I think Highsmith would agree. I first learned of his book just days after it was released from my brother-in-law, who passed it along to me with a sort of resignation: “Here’s another academic who thinks he’s figured Flint out.” I don’t know that Highsmith claims to have unravelled any riddles, but he’s begun plunging the depths of the issue, the tangle of politics– many on a national level– that made Flint what it was and is. It’s very much a story of place, rarely focusing long on any particular individual. Highsmith’s Flint is made up of institutions, organizations, politics, and changing demographics. Yet there are enough specific personal focuses, ranging from Michael Moore to the tragedy of the Beecher assistant principle driven to suicide by the intractable problem of de-segregating his high school, to keep it a poignant and human (though a consistently scholarly) read.
Highsmith offers an urban history of Flint from the early 1900s to the present. (Indeed, the epilogue brings the story up to the point of names, organizations, and developments I recognize from my frequent visits home.) In particular, Highsmith wants to understand and outline the institutional and administrative forms of segregation that kept Flint one of the most racially divided cities in America long after the era of Civil Rights. Under the aegis of strong neighborhood schools, for example, the Flint public school system remained effectively segregated until whites were in a clear minority throughout the city.
Highsmith examines the central issue of race and urban policy from several angles over the century.
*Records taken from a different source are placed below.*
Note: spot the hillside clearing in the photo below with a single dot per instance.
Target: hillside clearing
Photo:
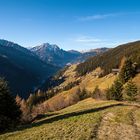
(88, 119)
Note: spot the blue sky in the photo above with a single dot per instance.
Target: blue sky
(71, 24)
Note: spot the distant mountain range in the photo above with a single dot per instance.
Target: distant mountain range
(22, 68)
(52, 54)
(26, 70)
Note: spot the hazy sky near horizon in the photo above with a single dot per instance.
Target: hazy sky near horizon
(71, 24)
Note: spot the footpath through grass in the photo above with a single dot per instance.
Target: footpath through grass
(88, 119)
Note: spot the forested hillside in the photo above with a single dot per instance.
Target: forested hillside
(111, 59)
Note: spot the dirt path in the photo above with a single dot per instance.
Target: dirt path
(110, 129)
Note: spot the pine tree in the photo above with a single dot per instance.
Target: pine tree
(130, 91)
(115, 92)
(96, 93)
(127, 71)
(9, 111)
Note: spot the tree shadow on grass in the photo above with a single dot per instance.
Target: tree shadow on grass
(67, 115)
Much of the division began in housing policies at a national level in the inter- and post-War years, in which real estate redlining kept neighborhoods divided and set the foundation for much subsequent de facto segregation. In the era of urban renewal and the coming of the expressways, proponents of development argued for the clearing of predominately black slums like St. Johns, but administrative segregation largely prevented the relocation of these residents (who initially supported neighborhood clearings) from getting much value from their property and finding new homes in an integrated city.
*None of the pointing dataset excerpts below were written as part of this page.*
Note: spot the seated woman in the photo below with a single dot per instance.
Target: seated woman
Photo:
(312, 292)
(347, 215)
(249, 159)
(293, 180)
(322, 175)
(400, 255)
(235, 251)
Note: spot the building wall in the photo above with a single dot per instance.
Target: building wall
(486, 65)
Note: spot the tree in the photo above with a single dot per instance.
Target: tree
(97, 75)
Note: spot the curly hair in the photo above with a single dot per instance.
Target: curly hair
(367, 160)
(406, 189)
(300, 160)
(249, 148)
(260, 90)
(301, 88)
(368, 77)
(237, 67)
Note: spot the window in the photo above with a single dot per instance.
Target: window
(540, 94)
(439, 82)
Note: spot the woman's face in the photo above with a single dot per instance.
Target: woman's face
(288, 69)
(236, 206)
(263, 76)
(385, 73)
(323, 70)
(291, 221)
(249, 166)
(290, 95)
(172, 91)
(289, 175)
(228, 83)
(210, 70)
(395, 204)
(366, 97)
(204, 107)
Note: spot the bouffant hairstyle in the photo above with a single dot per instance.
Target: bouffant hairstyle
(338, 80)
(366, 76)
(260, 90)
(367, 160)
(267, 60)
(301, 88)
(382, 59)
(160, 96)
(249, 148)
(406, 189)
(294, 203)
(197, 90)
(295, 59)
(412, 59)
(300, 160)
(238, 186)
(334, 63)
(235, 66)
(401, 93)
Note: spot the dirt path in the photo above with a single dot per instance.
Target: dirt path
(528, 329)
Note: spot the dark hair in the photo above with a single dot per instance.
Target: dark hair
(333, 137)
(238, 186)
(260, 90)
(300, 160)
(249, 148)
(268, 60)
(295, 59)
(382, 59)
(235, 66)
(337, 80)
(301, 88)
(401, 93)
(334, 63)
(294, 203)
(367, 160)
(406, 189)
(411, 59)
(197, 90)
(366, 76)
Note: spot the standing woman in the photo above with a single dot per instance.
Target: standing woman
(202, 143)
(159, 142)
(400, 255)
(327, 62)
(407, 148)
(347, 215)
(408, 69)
In addition, a ring of largely white suburbs acted quickly to self-incorporate, preventing Flint’s spatial growth and through tough zoning laws blocking the construction of public housing complexes that would result in racial integration (and potentially lower property values). The background to all of this was of course the ebb and flow of the fortunes of General Motors and its complex relationship with the city. If the city of Flint was equated with Buick as the quintessential company town, what happens when Buick dies?
All of this tells a story. It doesn’t give any answers. At the risk of sounding trite though, that’s the point. Highsmith makes the case that America is the story of a thousand Flints, linking the racial and post-industrial challenges of Flint to the nation as a whole. That may be true, but Flint is also importantly unique, enough that its tragedy has a wholly specific resonance, especially to those who grew up in its shadow. This book should be required reading for anyone in or from the Vehicle City, especially anyone who cares about locality and knowing how the place that shaped you was itself shaped.
As T. S. Eliot said, “We shall not cease from exploration, and the end of all our exploring will be to arrive where we started and know the place for the first time.”